A cet égard, l’intervention de Dominique von Burg fut révélatrice: « De toute façon, l’UDC et les Socialistes sont obligés de s’entendre, puisque le système suisse oblige à la concordance en raison de la démocratie directe ». Hélas, ce postulat n’est qu’illusion. D’une part, l’intersection entre les objectifs du PS et ceux de l’UDC est vide. Impossible d’inventer des points communs dont la revendication factice serait d’ailleurs choquante. D’autre part, le prétexte de la démocratie directe pour maintenir à n’importe quel prix tous les partis au pouvoir ne tient plus. Voilà des années déjà que le référendum et l’initiative servent de lance-missiles aux partis gouvernementaux contre le Conseil fédéral ou le Parlement. La présence à l’exécutif ne garantit nullement la neutralité de la formation représentée. Même avec deux ministres, un parti peut jouer les opposants contraints de recourir à la démocratie directe pour sauver ses idéaux.
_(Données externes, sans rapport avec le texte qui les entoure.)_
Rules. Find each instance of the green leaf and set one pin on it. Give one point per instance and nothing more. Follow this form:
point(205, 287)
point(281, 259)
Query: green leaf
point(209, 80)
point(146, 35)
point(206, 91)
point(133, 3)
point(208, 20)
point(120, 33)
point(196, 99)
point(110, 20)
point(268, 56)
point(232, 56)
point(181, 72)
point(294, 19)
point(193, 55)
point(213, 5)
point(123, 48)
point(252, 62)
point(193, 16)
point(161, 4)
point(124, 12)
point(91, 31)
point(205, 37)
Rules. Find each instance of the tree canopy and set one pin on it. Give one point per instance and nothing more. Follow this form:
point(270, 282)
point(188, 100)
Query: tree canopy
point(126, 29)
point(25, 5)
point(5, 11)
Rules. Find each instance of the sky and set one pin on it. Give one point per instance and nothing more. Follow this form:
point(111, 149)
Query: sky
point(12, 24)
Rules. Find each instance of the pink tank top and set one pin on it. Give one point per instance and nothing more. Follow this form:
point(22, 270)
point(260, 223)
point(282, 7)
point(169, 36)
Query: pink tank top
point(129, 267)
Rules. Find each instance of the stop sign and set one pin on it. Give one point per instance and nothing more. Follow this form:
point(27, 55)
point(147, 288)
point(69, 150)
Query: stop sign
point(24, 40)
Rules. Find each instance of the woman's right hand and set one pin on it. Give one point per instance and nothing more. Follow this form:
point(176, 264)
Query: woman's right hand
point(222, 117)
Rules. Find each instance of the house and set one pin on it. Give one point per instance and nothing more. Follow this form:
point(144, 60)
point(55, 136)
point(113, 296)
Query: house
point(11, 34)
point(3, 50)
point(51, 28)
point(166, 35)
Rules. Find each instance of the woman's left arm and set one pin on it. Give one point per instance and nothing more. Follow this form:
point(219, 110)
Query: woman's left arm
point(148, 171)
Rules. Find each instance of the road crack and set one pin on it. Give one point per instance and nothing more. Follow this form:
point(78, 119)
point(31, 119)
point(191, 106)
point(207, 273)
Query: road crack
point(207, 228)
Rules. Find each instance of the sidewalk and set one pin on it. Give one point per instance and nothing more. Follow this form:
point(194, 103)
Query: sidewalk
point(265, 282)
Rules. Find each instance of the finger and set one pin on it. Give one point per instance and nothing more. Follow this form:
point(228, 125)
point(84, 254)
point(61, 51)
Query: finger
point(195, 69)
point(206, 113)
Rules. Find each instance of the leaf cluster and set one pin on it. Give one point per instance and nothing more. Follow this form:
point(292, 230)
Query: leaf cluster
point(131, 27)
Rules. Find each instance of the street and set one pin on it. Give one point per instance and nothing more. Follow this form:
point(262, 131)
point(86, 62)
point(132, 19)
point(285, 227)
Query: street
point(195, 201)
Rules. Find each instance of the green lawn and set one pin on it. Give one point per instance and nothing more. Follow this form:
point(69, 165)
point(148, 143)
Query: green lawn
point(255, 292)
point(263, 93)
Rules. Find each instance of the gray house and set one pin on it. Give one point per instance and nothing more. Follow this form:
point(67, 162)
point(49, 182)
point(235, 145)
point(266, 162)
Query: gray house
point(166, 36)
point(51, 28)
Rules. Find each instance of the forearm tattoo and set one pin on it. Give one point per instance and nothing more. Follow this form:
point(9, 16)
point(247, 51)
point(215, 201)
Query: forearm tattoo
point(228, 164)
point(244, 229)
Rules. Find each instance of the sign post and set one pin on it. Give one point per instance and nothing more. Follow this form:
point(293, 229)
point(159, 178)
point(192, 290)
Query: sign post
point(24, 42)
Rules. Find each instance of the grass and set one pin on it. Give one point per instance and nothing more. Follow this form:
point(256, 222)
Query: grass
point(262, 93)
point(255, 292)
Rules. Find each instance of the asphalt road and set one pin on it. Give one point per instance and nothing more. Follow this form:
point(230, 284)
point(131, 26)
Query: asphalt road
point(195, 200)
La Suisse doit faire ce qu’elle abhorre. Choisir. Cette exigence torture le centre. Elle trouble aussi Mme Brunner, qui, faute d’accord avec le PRD et le PDC, s’en remet à une arithmétique donnée pour inéluctable. Autant subir une concordance à quatre, puisqu’il n’existe pas de convergence à trois. La proportionnalité sert à masquer l’absence de volontés communes. On est ensemble parce qu’on doit. On fait le peu qu’on peut faire ensemble. Cette gestion a trouvé sa limite. Il faut renverser la vapeur. Partir d’une plate-forme pour en déduire une coalition. Elle sera de centre gauche ou de centre droit. Elle ne comportera plus les quatre partis actuels. Et alors?

Fin de soirée. Christophe Blocher confirme sa candidature au Conseil fédéral. Indignations. Existait-il des naïfs pour croire qu’il resterait à l’écart? Manœuvre, disent certains pour se rassurer. Ont-ils vu son visage? Ont-ils senti l’attente de ses troupes? La fatigue envahit l’écran. Personne de sensé ne parierait un centime sur une collaboration crédible entre la gauche et une UDC dure, fermée, farouchement isolationniste. Pourtant, l’expression « trouver des solutions » revient. Incantatoire. Révélation, pour une fois le modèle suisse implique la dispute. Et la seule concordance possible s’appelle coalition. Révolution, par nature le modèle suisse écarte la politique. Et la politique s’est vengée.